Listen to Laila Mickelwait on this week’s episode of the Byline Times Podcast

She told the Byline Times Podcast that she had “discovered what many people around the world would already know – that it only took an email address to upload content on the world’s largest porn site. [There was] no age verification, no consent verification and that’s why the site became infested with videos of real rape, trafficking, assault and non-consensual content”.

A key moment in the campaign came in December when double Pulitzer Prize-winning journalist Nicholas Kristof published a powerful investigation in The New York Times, interviewing several survivors – including 19-year-old Serena Fleites, who had sent a naked video to a boyfriend at the age of 14 which was then posted without her knowledge on Pornhub.

The social stigma and sense of shame Fleites experienced when the images were seen by her classmates were so severe that she dropped out of school, became addicted to methamphetamine and opioids and twice tried to take her own life. She now lives in a car with her three dogs.

In another case, a 15-year-old girl who had gone missing from home was only located when her mother discovered that she featured in 58 Pornhub videos.  

Following Kristof’s report, both Mastercard and Visa withdrew their services from the site, after an earlier decision by PayPal to do the same.

What is baffling is why it has taken law enforcement around the world so long to act.  

The UK-based Internet Watch Foundation identified 118 examples of child sexual abuse on Pornhub between 2017 and 2019, with its chair Andrew Puddephatt stating that “one instance is one too many”.

Despite the weight of evidence against the company, Pornhub’s executives largely escaped censure – until Mickelwait began lobbying just over a year ago.

“I had written exposing this issue and people called on me to start a petition and the petition instantly went viral,” she said. “I got hundreds of thousands of views within the first two weeks, and now it has over two million [signatures] from 192 countries.”

In time-honoured corporate fashion, Pornhub has attacked the messenger, citing Mickelwait’s work with Christian advocacy group Exodus Cry, which seeks to abolish the sex trade, and referencing anti-LGBTQ comments made by its founder Benjamin Nolot.

None of this excuses the company’s own behaviour, with Mickelwait saying that Pornhub was “trying to defame me as an activist, trying to silence me and others who were raising the truth about this injustice and they did not respond as any responsible company would and apologise to the victims”.

Pornhub has been stung by the criticism. Last April, the firm hired Kaplan, Hecker and Fink – a New York law firm based in the Empire State Building – to review its compliance programme.  

In December, the site banned unverified uploads and last month announced expanded moderation as well as improved technology to identify illegal imagery and child exploitation across all porn platforms run by MindGeek.
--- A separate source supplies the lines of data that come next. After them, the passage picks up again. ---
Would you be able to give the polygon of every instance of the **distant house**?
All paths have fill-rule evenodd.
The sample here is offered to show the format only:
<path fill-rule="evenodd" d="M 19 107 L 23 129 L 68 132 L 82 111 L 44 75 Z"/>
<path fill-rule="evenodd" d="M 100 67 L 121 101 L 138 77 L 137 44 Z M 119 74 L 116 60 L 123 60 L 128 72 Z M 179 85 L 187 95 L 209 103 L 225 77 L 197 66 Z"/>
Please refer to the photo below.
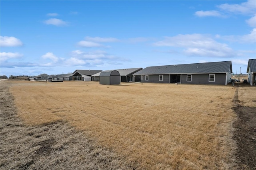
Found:
<path fill-rule="evenodd" d="M 36 80 L 49 80 L 51 79 L 52 76 L 46 74 L 41 74 L 35 77 Z"/>
<path fill-rule="evenodd" d="M 119 72 L 115 70 L 102 71 L 100 74 L 100 84 L 119 84 L 120 77 Z"/>
<path fill-rule="evenodd" d="M 142 69 L 142 68 L 139 68 L 116 69 L 116 70 L 119 72 L 120 74 L 120 76 L 121 76 L 120 81 L 121 82 L 133 82 L 139 81 L 140 79 L 139 78 L 136 80 L 135 76 L 133 75 L 133 74 Z M 92 81 L 100 81 L 100 73 L 99 72 L 91 76 Z"/>
<path fill-rule="evenodd" d="M 150 66 L 133 74 L 144 82 L 227 85 L 231 61 Z"/>
<path fill-rule="evenodd" d="M 91 76 L 102 70 L 76 70 L 73 73 L 73 80 L 91 81 Z"/>
<path fill-rule="evenodd" d="M 58 76 L 59 80 L 58 80 L 70 81 L 73 80 L 72 74 L 62 74 Z"/>
<path fill-rule="evenodd" d="M 256 59 L 251 59 L 248 61 L 247 71 L 248 82 L 252 86 L 256 84 Z"/>

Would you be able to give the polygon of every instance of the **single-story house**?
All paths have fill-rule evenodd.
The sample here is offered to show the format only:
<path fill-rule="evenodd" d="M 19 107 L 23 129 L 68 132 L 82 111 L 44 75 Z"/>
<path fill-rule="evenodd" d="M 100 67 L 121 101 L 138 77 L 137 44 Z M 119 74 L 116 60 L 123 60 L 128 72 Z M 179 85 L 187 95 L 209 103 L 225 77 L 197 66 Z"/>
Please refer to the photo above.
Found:
<path fill-rule="evenodd" d="M 100 84 L 120 84 L 120 74 L 116 70 L 102 71 L 100 74 Z"/>
<path fill-rule="evenodd" d="M 121 76 L 120 81 L 121 82 L 134 82 L 136 81 L 135 76 L 133 74 L 138 72 L 142 69 L 142 68 L 126 68 L 116 70 L 119 72 Z M 140 79 L 137 80 L 137 81 L 139 81 Z"/>
<path fill-rule="evenodd" d="M 150 66 L 133 75 L 143 82 L 227 85 L 231 73 L 228 61 Z"/>
<path fill-rule="evenodd" d="M 133 74 L 142 69 L 142 68 L 139 68 L 116 69 L 116 70 L 119 72 L 119 74 L 120 74 L 120 76 L 121 76 L 120 81 L 121 82 L 134 82 L 140 81 L 140 79 L 138 77 L 137 77 L 138 78 L 136 80 L 135 76 L 134 76 Z M 100 72 L 98 72 L 91 76 L 92 81 L 100 81 Z"/>
<path fill-rule="evenodd" d="M 57 74 L 57 75 L 54 75 L 53 76 L 52 76 L 52 80 L 59 80 L 60 77 L 59 76 L 61 76 L 62 75 L 64 74 Z"/>
<path fill-rule="evenodd" d="M 100 74 L 101 72 L 99 72 L 91 76 L 92 81 L 98 82 L 100 81 Z"/>
<path fill-rule="evenodd" d="M 35 77 L 36 80 L 49 80 L 52 78 L 52 76 L 46 74 L 41 74 Z"/>
<path fill-rule="evenodd" d="M 251 59 L 248 61 L 247 71 L 248 82 L 251 86 L 256 84 L 256 59 Z"/>
<path fill-rule="evenodd" d="M 76 70 L 73 73 L 73 80 L 91 81 L 91 76 L 102 70 Z"/>
<path fill-rule="evenodd" d="M 70 81 L 73 80 L 73 74 L 62 74 L 60 75 L 58 78 L 59 78 L 59 80 L 58 80 Z"/>

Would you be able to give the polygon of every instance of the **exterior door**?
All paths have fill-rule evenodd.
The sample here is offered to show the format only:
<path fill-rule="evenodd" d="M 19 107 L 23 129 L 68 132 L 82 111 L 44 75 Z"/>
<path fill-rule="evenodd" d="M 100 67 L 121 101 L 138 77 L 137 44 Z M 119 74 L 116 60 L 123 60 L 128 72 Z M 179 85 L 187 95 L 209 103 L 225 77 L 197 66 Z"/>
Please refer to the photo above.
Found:
<path fill-rule="evenodd" d="M 177 75 L 177 83 L 180 82 L 180 75 Z"/>
<path fill-rule="evenodd" d="M 129 82 L 132 82 L 132 76 L 129 76 Z"/>

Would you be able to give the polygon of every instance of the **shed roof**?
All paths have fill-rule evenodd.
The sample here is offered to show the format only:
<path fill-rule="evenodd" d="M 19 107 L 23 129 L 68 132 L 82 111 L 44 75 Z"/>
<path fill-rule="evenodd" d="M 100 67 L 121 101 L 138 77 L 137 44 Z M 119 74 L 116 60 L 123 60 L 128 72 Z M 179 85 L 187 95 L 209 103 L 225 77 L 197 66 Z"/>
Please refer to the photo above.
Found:
<path fill-rule="evenodd" d="M 248 73 L 249 68 L 251 72 L 256 72 L 256 59 L 250 59 L 248 61 L 247 73 Z"/>
<path fill-rule="evenodd" d="M 91 76 L 98 72 L 102 71 L 102 70 L 76 70 L 73 74 L 77 72 L 81 75 L 86 75 L 86 76 Z"/>
<path fill-rule="evenodd" d="M 232 72 L 231 61 L 168 65 L 146 67 L 134 75 Z"/>
<path fill-rule="evenodd" d="M 116 71 L 118 72 L 116 70 L 108 70 L 106 71 L 103 71 L 100 72 L 100 76 L 110 76 L 112 72 L 114 71 Z"/>

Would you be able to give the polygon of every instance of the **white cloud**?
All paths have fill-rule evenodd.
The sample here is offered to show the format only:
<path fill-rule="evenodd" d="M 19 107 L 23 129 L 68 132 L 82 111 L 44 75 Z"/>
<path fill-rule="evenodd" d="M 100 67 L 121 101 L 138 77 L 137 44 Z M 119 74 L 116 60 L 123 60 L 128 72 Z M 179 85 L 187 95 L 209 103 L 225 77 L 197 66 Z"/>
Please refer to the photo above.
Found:
<path fill-rule="evenodd" d="M 256 15 L 245 21 L 252 27 L 256 27 Z"/>
<path fill-rule="evenodd" d="M 57 13 L 48 13 L 46 15 L 47 16 L 56 16 L 59 15 Z"/>
<path fill-rule="evenodd" d="M 243 14 L 254 14 L 256 11 L 256 2 L 248 0 L 240 4 L 222 4 L 217 6 L 220 9 L 227 12 Z"/>
<path fill-rule="evenodd" d="M 223 17 L 224 15 L 222 14 L 219 12 L 217 11 L 197 11 L 195 13 L 195 15 L 199 17 L 207 17 L 207 16 L 216 16 Z"/>
<path fill-rule="evenodd" d="M 47 25 L 53 25 L 56 26 L 64 26 L 68 24 L 67 22 L 57 18 L 50 18 L 44 21 L 44 22 Z"/>
<path fill-rule="evenodd" d="M 250 33 L 243 35 L 216 35 L 216 38 L 224 39 L 231 42 L 238 42 L 240 43 L 255 43 L 256 42 L 256 28 L 254 28 Z"/>
<path fill-rule="evenodd" d="M 96 42 L 97 43 L 109 43 L 118 42 L 119 41 L 119 39 L 112 37 L 103 38 L 99 37 L 85 37 L 85 40 L 90 41 Z"/>
<path fill-rule="evenodd" d="M 42 55 L 42 57 L 44 59 L 49 59 L 54 63 L 59 60 L 59 59 L 52 53 L 47 53 L 44 55 Z"/>
<path fill-rule="evenodd" d="M 248 64 L 248 60 L 242 60 L 239 59 L 232 60 L 232 64 L 247 66 Z"/>
<path fill-rule="evenodd" d="M 14 37 L 0 36 L 1 47 L 22 46 L 23 44 L 21 41 Z"/>
<path fill-rule="evenodd" d="M 5 61 L 10 59 L 15 59 L 20 57 L 23 56 L 23 54 L 20 54 L 18 53 L 6 53 L 4 52 L 0 53 L 1 61 Z"/>
<path fill-rule="evenodd" d="M 199 34 L 166 37 L 163 41 L 154 44 L 156 46 L 184 48 L 186 55 L 198 57 L 227 57 L 235 55 L 228 45 L 216 42 L 209 36 Z"/>
<path fill-rule="evenodd" d="M 77 45 L 79 46 L 85 47 L 104 47 L 103 45 L 98 43 L 86 41 L 81 41 L 78 42 Z"/>
<path fill-rule="evenodd" d="M 146 42 L 149 40 L 149 39 L 143 37 L 138 37 L 136 38 L 131 38 L 128 39 L 129 42 L 132 43 Z"/>
<path fill-rule="evenodd" d="M 256 28 L 254 29 L 250 33 L 242 36 L 241 40 L 245 43 L 255 43 L 256 42 Z"/>

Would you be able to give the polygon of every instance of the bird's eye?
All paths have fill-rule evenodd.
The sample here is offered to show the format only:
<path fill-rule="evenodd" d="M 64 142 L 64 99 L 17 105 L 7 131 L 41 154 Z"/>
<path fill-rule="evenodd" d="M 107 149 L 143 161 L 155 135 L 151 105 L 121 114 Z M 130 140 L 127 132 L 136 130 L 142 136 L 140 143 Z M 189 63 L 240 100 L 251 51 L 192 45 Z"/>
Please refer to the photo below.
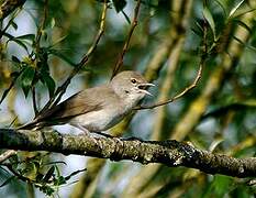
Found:
<path fill-rule="evenodd" d="M 131 81 L 132 81 L 132 84 L 136 84 L 137 82 L 137 80 L 134 79 L 134 78 L 132 78 Z"/>

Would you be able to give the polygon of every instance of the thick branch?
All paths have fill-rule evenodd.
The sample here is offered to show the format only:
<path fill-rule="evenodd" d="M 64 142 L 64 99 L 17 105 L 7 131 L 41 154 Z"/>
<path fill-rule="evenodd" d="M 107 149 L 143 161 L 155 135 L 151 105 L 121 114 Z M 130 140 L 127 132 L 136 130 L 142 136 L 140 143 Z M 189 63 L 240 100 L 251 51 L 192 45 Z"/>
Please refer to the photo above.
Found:
<path fill-rule="evenodd" d="M 162 163 L 167 166 L 186 166 L 208 174 L 235 177 L 255 177 L 256 158 L 234 158 L 200 151 L 175 140 L 140 141 L 118 138 L 64 135 L 57 132 L 1 129 L 0 148 L 49 151 L 78 154 L 112 161 L 131 160 L 142 164 Z"/>

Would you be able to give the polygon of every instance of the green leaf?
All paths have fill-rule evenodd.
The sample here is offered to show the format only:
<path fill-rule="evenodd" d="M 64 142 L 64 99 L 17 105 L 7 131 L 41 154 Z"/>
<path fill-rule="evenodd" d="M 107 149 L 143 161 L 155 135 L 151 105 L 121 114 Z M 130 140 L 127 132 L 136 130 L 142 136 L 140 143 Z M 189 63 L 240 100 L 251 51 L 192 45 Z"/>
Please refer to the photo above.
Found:
<path fill-rule="evenodd" d="M 81 172 L 86 172 L 86 170 L 87 170 L 87 168 L 78 169 L 78 170 L 76 170 L 76 172 L 73 172 L 70 175 L 66 176 L 65 179 L 68 180 L 68 179 L 70 179 L 73 176 L 75 176 L 75 175 L 77 175 L 77 174 L 79 174 L 79 173 L 81 173 Z"/>
<path fill-rule="evenodd" d="M 114 4 L 114 9 L 115 11 L 119 13 L 120 11 L 122 11 L 125 6 L 126 6 L 126 1 L 125 0 L 112 0 L 113 4 Z"/>
<path fill-rule="evenodd" d="M 2 97 L 0 99 L 0 105 L 2 103 L 2 101 L 4 100 L 4 98 L 8 96 L 8 94 L 10 92 L 10 90 L 12 89 L 12 87 L 14 86 L 14 82 L 16 81 L 16 78 L 20 76 L 21 73 L 18 73 L 18 72 L 13 72 L 11 74 L 11 77 L 13 78 L 12 79 L 12 82 L 11 85 L 3 91 L 2 94 Z"/>
<path fill-rule="evenodd" d="M 52 18 L 49 25 L 51 25 L 51 29 L 53 29 L 55 26 L 55 19 L 54 18 Z"/>
<path fill-rule="evenodd" d="M 12 179 L 14 179 L 15 176 L 12 176 L 12 177 L 9 177 L 5 182 L 3 182 L 1 185 L 0 185 L 0 188 L 8 185 Z"/>
<path fill-rule="evenodd" d="M 9 33 L 5 33 L 5 32 L 3 33 L 3 35 L 9 38 L 8 42 L 10 42 L 10 41 L 15 42 L 16 44 L 19 44 L 20 46 L 22 46 L 29 53 L 29 50 L 27 50 L 26 45 L 22 41 L 16 40 L 13 35 L 11 35 Z M 7 42 L 7 44 L 8 44 L 8 42 Z"/>
<path fill-rule="evenodd" d="M 215 41 L 215 37 L 216 37 L 215 36 L 215 23 L 214 23 L 214 20 L 213 20 L 213 16 L 212 16 L 210 10 L 207 7 L 203 8 L 203 16 L 208 21 L 208 23 L 212 30 L 214 41 Z"/>
<path fill-rule="evenodd" d="M 42 74 L 42 81 L 44 81 L 48 88 L 48 94 L 49 97 L 52 97 L 54 95 L 55 91 L 55 81 L 54 79 L 49 76 L 48 73 L 43 73 Z"/>
<path fill-rule="evenodd" d="M 35 34 L 24 34 L 15 37 L 16 40 L 30 40 L 34 41 Z"/>
<path fill-rule="evenodd" d="M 11 25 L 12 25 L 12 28 L 13 28 L 14 30 L 18 29 L 18 24 L 16 24 L 14 21 L 11 21 Z"/>
<path fill-rule="evenodd" d="M 231 18 L 235 12 L 236 10 L 243 4 L 244 0 L 240 1 L 230 12 L 229 14 L 229 18 Z"/>
<path fill-rule="evenodd" d="M 25 97 L 32 87 L 32 82 L 35 76 L 35 69 L 33 67 L 27 66 L 24 72 L 21 74 L 21 85 Z"/>
<path fill-rule="evenodd" d="M 74 67 L 77 66 L 77 64 L 71 62 L 67 56 L 65 56 L 64 54 L 62 54 L 60 52 L 58 52 L 56 50 L 51 50 L 51 51 L 48 51 L 48 53 L 59 57 L 60 59 L 65 61 L 66 63 L 68 63 L 69 65 L 71 65 Z"/>
<path fill-rule="evenodd" d="M 48 172 L 45 174 L 43 182 L 47 183 L 52 176 L 54 176 L 55 166 L 52 166 Z"/>
<path fill-rule="evenodd" d="M 12 62 L 14 62 L 16 64 L 21 63 L 21 61 L 16 56 L 12 56 Z"/>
This should significantly reduce the amount of harmful material on the site, but it does nothing to address the abuses of the past highlighted by Mickelwait.  

Canada, for example, has a law of mandatory reporting which obliges anyone with reasonable suspicion of child abuse to report it to the police. Evidence presented to the Ottawa Parliament suggests that Pornhub failed to alert the authorities of any cases between 2011 and 2020.

“There were instances where Pornhub was made aware that there were suspicions of sex with a minor and they may have, in some cases, taken a video down but they failed in their duty to mandatory report, absolutely,” Mickelwait told the Byline Times Podcast.

“It looks like what might happen in the near future is we will see an indictment and we will see a criminal prosecution of this company and executives.”